Excerpts of discussion of issues on temp sensors:

 The longer the time constant is, the greater will be the variation between thermo-sensors.  If this is used, it will require a shielded cable for the lead to the Labjack with the shield connected to the SS sheath and to Labjack ground.

Also note that the sheath must be inserted at least 1.5" into the water to minimize sheath conduction effects from the ambient.

The RF will create an offset at every exposed junction, producing an offset in some places whereafter there is gain.  This is bad for an opamp because it could provide high gain and a high level offset.  So, don't use the opamp board that Ryan was talking about for the thermistor.  Just use two series resistors and a cap to ground in the input nodes.  You will have to measure the source voltage and the two resistor nodes, calculate the thermistor resistance and then compute temperature from the thermistor resistance.  Using the constant current source is a source of error.  You can measure a source voltage, but measuring the source current is difficult and you will not be able to use the same current source for both - but you can use the same voltage source.  Also, being a high impedance node makes a current source more susceptible to RF desense.

 

When it comes to accurate measurement, that system is going to have a problem with the sensor sheath being so short and insertion into the water being of so short length.  It will cause ambient temperature to affect the water temperature being read.  Also,the cables need to be shielded.  You will need some braid tubes.

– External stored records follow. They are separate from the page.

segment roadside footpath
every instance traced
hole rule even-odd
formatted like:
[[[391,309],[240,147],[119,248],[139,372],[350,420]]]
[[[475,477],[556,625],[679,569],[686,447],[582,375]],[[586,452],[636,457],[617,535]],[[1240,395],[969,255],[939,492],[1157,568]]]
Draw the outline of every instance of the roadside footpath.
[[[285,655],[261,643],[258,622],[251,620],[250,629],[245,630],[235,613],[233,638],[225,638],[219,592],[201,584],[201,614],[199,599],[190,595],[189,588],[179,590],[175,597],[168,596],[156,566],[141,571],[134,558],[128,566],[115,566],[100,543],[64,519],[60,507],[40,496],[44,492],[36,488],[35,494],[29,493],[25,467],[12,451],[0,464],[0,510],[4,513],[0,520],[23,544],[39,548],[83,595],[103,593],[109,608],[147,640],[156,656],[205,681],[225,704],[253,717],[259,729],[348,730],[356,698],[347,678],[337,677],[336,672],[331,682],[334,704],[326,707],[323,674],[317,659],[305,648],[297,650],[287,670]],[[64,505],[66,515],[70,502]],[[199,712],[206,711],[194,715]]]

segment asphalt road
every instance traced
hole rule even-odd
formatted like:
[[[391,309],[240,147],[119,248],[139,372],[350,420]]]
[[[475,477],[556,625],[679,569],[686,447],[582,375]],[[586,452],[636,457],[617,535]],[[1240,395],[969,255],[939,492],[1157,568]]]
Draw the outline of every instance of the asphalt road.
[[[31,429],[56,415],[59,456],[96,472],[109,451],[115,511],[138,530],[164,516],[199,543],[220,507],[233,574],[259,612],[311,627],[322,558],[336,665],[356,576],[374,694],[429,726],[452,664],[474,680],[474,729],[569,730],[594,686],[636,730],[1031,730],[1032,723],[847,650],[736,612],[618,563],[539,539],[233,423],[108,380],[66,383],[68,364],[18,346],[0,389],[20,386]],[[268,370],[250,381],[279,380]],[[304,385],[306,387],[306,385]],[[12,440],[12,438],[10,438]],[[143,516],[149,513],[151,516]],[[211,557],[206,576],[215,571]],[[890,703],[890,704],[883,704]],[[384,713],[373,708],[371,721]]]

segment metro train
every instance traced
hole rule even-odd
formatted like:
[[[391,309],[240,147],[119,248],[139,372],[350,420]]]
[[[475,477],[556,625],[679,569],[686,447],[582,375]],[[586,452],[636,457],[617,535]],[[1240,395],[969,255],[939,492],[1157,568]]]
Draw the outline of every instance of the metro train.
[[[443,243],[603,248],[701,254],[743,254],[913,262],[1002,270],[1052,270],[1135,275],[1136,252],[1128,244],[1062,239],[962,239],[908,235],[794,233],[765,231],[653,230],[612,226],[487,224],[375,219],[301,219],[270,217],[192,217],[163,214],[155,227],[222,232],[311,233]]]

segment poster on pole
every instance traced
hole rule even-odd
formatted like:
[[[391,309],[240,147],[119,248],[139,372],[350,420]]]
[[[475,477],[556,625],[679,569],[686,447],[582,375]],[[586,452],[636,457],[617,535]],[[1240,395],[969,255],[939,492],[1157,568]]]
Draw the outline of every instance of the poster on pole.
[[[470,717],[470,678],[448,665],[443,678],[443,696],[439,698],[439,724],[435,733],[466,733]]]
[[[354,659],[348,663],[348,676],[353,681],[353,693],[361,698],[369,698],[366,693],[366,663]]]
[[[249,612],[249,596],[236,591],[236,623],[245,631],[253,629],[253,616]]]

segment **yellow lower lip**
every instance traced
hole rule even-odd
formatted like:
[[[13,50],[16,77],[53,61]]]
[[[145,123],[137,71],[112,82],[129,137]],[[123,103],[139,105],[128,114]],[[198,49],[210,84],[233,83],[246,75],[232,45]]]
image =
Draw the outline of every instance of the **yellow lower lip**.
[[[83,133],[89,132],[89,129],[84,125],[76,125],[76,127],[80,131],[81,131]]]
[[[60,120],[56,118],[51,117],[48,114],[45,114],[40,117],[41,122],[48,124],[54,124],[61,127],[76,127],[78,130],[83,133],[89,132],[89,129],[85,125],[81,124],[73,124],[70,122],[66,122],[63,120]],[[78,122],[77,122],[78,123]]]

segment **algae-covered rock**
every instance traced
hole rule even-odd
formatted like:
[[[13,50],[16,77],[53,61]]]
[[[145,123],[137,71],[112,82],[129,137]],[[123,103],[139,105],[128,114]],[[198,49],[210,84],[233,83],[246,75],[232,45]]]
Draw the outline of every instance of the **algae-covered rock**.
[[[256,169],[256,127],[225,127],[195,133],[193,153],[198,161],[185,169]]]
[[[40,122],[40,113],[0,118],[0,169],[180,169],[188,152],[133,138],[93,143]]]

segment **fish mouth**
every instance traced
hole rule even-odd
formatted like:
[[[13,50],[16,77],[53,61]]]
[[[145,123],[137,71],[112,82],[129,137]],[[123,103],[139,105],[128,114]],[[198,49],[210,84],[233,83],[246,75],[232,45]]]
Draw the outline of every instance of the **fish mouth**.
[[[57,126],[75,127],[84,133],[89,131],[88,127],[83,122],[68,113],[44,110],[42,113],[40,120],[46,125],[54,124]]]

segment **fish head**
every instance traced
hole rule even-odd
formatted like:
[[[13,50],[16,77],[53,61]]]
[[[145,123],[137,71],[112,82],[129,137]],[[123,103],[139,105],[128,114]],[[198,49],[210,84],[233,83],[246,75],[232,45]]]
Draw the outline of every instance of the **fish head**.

There will need to be check valves installed and plumbing for the analog thermometers and to insure that the flow tube is always full.

  1. Electrical Measurements
  1. Input Power => High end power analyzers on AC source with a filter to remove highest frequency components
  1. Large capacitor to filter high frequencies the meters can’t see
  1. This introduces a reactive power component that would need to be characterized during calibration for each meter
  2. Possibility of L-C resonance could actually make things worse at certain frequencies

  1. Ferrite Bead RF Choke

  1. Input Power =>Cleanest way is measure DC (Not taking this option)
  1. AC=>48VDC
  2. DC Power Meter
  3. 48VDC=>220VAC@50Hz inverter (2 or 3 KW)
  4. There is a chance that the 1Mhz generator is 10% efficient, which would frustrate this idea - based on his story of testing the input power with a watt-hour meter, we can assume this is not the case
  1. What steps can we take to calibrate with a known load?  Let’s define this procedure in the power metering calibrations plan.

  1. Plasma generator waveforms
  1. More for understanding dynamics and mechanism of operation instead of actual metering
  2. Serves as a potential backup plan for approximating power in
  3. Oscilloscopes - make sure it is accurate and calibrated with the right probes
  1. Measure current and voltage
  2. Can we estimate the amp we are expecting to have to measure?  What is the right probe for current measurement?
  3. Purchased Hantek DSO5202P
  4. http://www.ebay.co.uk/itm/DSO5202P-2Channels-7-TFT-LCD-800x480-USB-Digital-Oscilloscope-1GS-s-200MHz-UK-/232279326396?hash=item3614ed3ebc:g:lg0AAOSwuxFY0h2w
  5. Right probes to measure current and voltage is an issue

  1. Thermal imaging
  1. Optris camera to look for heat anomalies that would point towards some hidden power source.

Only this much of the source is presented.